Sunday, 21 December 2008

Have your hamburger and eat it - Edit molecules in PDFs

Wouldn't it be nice to be able to copy a molecule from a PDF into a molecular drawing package? Well, here are some instructions for doing this on Windows with BKChem, and using OSRA to do the conversion. Click on the image to the right for a screenshot of this in action.

(1) Install Python 2.6 (or just use 2.4 or 2.5 if you have one of these already)
(2) Install the Python Imaging Library 1.1.6 for your version of Python
(3) Download and extract BKChem-0.12.5.zip
(4) Drop convert_clipboard_image.py and convert_clipboard_image.xml into the BKChem plugins folder (Note: if the webserver is down, you can get these files here and here)
(5) Download and extract osra-mingw-1-1-0.zip
(6) Set the environment variable OSRA to the full path to osra.exe
(7) Find the Snapshot tool (it has a picture of a camera) in your version of Adobe Reader. In version 9 it's under Tools/Select and Zoom/Snapshot Tool, and you can add it to the toolbar under Views/Toolbars/More Tools.
(8) Open a PDF of a paper containing a molecular structure (e.g.

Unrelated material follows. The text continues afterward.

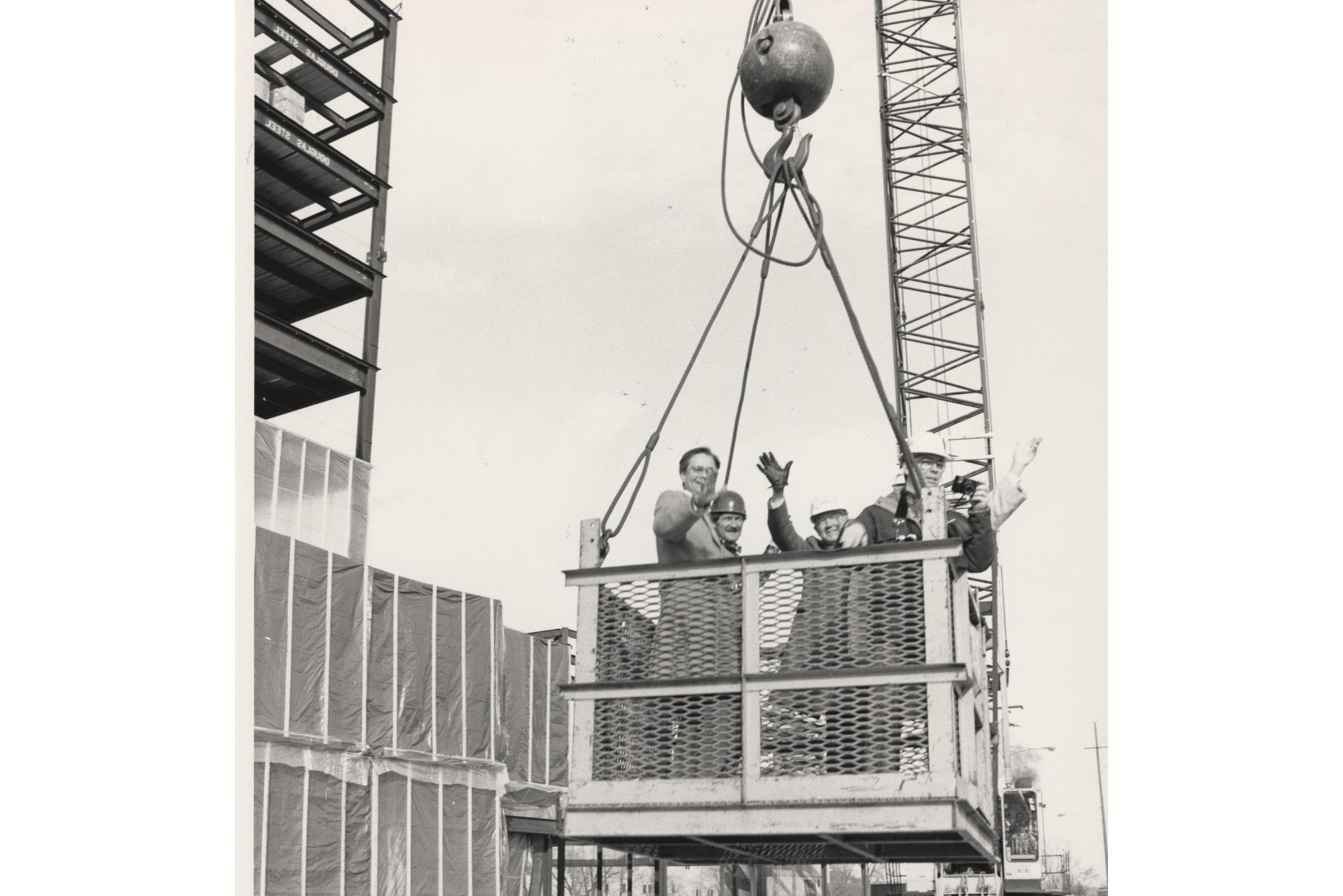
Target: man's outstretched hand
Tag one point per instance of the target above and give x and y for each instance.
(1025, 454)
(777, 475)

Figure 4 in this paper of mine), and use the Snapshot tool to draw a box around a molecule and hit CTRL+C to copy (if not done automatically).
(9) Start BKChem by double-clicking on bkchem.py (in the bkchem subfolder)
(10) Click "Plugins", "Paste and Convert Image"

Notes:
(0) Open Source software allows you to implement crazy ideas as fast as you can think of them.
(1) This won't work with the latest exe release of BKChem as py2exe didn't include the ImageGrab module (part of PIL).
(2) For this to work with ChemDraw, I need to know how to place ChemDraw XML (which I can create with OpenBabel) on the clipboard so that ChemDraw will be able to paste it. (To be clear, I know how to place it on the clipboard in general, it's just how to place it in such a way that ChemDraw will recognise it as a chemical structure. Hmmm...just found this...)
(3) Bond angles are perturbed slightly (e.g. vertical bonds can become skewed). Maybe this can be fixed on the OSRA side.
(4) The hamburger reference and some background can be found on PMR's blog.
(5) Thanks to Leonard (see comment below) for the information on the Snapshot tool in Adobe Reader.

20 comments:

  1. The Snapshot tool is also available in Reader 8 & 9 - it just doesn't clutter up the toolbar by default.

    Try Tools->Select & Zoom->Snapshot tool.

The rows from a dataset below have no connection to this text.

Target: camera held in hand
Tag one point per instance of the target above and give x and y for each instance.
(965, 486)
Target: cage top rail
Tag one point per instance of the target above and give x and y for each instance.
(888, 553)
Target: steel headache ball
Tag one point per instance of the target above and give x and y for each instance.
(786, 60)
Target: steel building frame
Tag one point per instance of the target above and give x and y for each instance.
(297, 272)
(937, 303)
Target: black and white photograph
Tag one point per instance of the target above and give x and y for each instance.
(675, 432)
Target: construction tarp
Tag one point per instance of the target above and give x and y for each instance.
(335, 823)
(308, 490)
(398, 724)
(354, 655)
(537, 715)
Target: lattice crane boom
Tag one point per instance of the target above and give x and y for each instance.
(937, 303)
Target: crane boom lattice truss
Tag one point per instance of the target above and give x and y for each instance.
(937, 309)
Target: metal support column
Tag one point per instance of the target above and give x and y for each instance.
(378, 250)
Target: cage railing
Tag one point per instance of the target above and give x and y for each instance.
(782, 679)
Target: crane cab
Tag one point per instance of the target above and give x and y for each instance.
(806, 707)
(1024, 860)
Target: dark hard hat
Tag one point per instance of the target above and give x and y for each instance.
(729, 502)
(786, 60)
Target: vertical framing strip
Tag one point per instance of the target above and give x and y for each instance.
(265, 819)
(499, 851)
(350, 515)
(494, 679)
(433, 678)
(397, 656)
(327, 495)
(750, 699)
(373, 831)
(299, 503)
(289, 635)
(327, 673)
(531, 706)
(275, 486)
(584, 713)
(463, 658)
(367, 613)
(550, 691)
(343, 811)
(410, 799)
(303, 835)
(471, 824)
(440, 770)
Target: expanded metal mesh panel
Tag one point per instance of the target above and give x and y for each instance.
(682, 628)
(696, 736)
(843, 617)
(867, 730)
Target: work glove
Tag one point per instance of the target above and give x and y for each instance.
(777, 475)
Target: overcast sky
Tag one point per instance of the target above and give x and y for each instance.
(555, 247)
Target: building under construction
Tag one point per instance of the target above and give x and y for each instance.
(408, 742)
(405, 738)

    if you plan to use it a lot, you can add it to your toolbar using Views->Toolbars->More Tools.

    ReplyDelete
  2. @Leonard: Thanks for that - now I can finally upgrade :-) I did search for it in Reader 9 but it just didn't seem to be there. I will update the post.

    ReplyDelete
  3. Noel,
    This is very nice! I was thinking about a tool like this myself and I am so glad to see it already implemented.
    A word about the skewed bond angles - MCDL library is used to generate coordinates for the superatoms (CF3 for example), and unfortunately sometimes it moves around the rest of the molecule as well. If you remember from the openbabel-devel discussion it was no easy task to get MCDL to work with the superatoms/fragments at all so I am happy we even got this far...

    ReplyDelete
  4. convert_clipboard_image.xml
    refers to OASA, not OSRA is it a typo?

    ReplyDelete
  5. Ah, so that's what you were using MCDL for. But wouldn't it be better to keep the CF3 as it is (rather than expanding it), if that's how it is in the original diagram. I'm not sure if this is supported by SDF though.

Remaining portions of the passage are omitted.